Most of us are not addicted to the technology, but it does have a lure that tends to pull us in. The pace of tech innovation is a challenge. We recently got a new laptop and had to adapt to Windows Vista. Although it was annoying to have to learn yet another program, we could see the practical advantages, and it’s good for our brains to update as well. The social connectivity is great – we appreciate your writing in.
BUT our brains are not changing and probably would need at lest a century of the pressures and changes put upon us to SHOW any change.
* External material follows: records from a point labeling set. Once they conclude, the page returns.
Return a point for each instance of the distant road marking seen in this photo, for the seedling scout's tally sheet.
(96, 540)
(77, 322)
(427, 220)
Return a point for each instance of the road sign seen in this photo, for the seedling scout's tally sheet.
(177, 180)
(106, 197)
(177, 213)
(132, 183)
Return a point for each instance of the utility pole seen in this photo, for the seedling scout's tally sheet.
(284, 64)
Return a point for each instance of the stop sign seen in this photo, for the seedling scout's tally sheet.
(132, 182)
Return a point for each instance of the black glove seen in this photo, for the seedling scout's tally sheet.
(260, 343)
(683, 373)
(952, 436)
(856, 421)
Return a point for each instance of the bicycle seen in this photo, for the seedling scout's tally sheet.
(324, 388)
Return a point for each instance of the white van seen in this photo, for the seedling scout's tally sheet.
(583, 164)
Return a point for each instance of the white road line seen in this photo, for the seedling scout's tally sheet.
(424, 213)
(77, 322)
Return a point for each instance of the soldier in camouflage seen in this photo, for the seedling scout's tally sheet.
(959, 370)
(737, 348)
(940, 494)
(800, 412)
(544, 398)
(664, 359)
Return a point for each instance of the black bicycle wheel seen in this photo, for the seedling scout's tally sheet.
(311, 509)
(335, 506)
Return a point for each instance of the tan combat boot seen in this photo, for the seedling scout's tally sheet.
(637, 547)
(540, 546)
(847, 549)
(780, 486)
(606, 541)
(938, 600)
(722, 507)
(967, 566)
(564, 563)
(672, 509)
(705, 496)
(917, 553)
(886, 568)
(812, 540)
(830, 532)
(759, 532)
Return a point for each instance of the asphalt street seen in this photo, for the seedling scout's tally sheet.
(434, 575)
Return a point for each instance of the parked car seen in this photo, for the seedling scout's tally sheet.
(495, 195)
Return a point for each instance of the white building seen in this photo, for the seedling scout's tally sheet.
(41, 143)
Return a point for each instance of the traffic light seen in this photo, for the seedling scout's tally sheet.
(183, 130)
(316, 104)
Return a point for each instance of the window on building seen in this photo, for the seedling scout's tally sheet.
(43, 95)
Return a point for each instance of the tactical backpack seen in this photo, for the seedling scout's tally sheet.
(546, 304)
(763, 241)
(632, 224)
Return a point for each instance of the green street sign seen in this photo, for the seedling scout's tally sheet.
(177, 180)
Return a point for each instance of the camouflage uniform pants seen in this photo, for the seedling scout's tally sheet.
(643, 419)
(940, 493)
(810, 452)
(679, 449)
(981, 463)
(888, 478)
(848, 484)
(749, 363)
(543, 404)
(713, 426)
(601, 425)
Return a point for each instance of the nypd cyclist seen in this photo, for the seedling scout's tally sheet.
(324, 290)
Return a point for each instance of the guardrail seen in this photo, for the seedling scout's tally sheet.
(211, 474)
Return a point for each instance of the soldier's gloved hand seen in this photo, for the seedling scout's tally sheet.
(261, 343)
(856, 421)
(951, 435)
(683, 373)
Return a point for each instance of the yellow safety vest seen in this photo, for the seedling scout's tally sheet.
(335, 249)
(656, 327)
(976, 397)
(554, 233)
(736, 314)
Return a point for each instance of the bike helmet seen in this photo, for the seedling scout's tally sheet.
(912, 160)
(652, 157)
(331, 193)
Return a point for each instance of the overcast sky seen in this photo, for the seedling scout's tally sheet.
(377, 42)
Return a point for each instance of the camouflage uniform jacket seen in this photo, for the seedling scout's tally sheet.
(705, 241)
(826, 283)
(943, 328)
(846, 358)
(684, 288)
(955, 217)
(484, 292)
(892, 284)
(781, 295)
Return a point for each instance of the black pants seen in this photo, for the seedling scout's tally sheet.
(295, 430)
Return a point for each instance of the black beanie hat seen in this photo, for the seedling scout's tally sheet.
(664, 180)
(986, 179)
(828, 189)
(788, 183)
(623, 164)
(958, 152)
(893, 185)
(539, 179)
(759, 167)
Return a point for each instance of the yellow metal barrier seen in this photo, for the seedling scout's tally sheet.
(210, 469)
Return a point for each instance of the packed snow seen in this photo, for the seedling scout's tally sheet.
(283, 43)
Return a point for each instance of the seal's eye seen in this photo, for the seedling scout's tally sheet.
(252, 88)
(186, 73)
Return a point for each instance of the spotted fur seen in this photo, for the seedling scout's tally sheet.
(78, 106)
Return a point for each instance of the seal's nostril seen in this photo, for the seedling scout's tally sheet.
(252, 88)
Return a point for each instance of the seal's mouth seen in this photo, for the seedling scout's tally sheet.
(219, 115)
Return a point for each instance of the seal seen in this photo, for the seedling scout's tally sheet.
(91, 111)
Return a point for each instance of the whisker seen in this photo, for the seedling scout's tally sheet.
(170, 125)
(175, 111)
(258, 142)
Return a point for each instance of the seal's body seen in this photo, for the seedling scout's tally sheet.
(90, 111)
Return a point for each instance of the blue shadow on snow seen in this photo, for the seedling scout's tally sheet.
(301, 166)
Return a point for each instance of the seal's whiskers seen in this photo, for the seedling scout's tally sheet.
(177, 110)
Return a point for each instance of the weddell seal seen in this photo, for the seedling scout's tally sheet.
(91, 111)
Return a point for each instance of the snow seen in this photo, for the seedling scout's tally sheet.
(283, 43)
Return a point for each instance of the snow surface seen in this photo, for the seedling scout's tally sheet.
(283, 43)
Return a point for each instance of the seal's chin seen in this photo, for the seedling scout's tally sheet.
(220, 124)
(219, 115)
Though a VERY FEW people do know what the brain is like and what it can do, we still only employ from 5% to 10% of its abilities an capacities.
The LAST big burst of TECHNOLOGY of the type we are discussing took place with the Gutenberg press and the creation of movable type and printing presses. That opened an extraordinary possibility for the unwashed and unlettered to learn about everything.(1554) including washing themselves.
If thre had not been the revolution in printing, SHAKESPEARE would not exist to day.
BUT, remeber that the CHINESE had priniting and 'books' (scrolls) four thousand years before us, but somehow the Brain Wave did not reach the brains of Europe and our world until Gutenberg.
I am in sense a 'neurological psycholinguist" with much study of the brain's affects and effects throughout my life.
If we want to REALLY KNOW what kinds of effect technology will have and is having on our brains, the (deceased in 1969) genius WILDER PENFIELD(neurologist) knew the answers.
IF we get movers and shakers like Bll Gates in the realm of neurology and medicine, and apply our new knowledge of the brains function and in particular the knowledge of Wilder Penfield, we may LOCK computer technology into all of the functions of our brain for the good of it.
I am a living incidence of a minor application...stymied for years by deafness froma WWII bomb explosion, modern technology eventually brought me useful hearing and enble me to re-enter the complexities of intellectualism.
Much more is possible if my younger colleagues get off their butts and get to their creation.
It is clearly positive that we can connect so efficiently through social networks, email, texting, etc., but the negative side is that we lose the subtle aspects of face-to-face communication (non-verbal cues, facial expressions, eye contect, etc.). This all may change as tech-communication innovation advances. We may eventually have video conferencing that creates virtual images that are indistinguishable from real images -- but that's still in the future.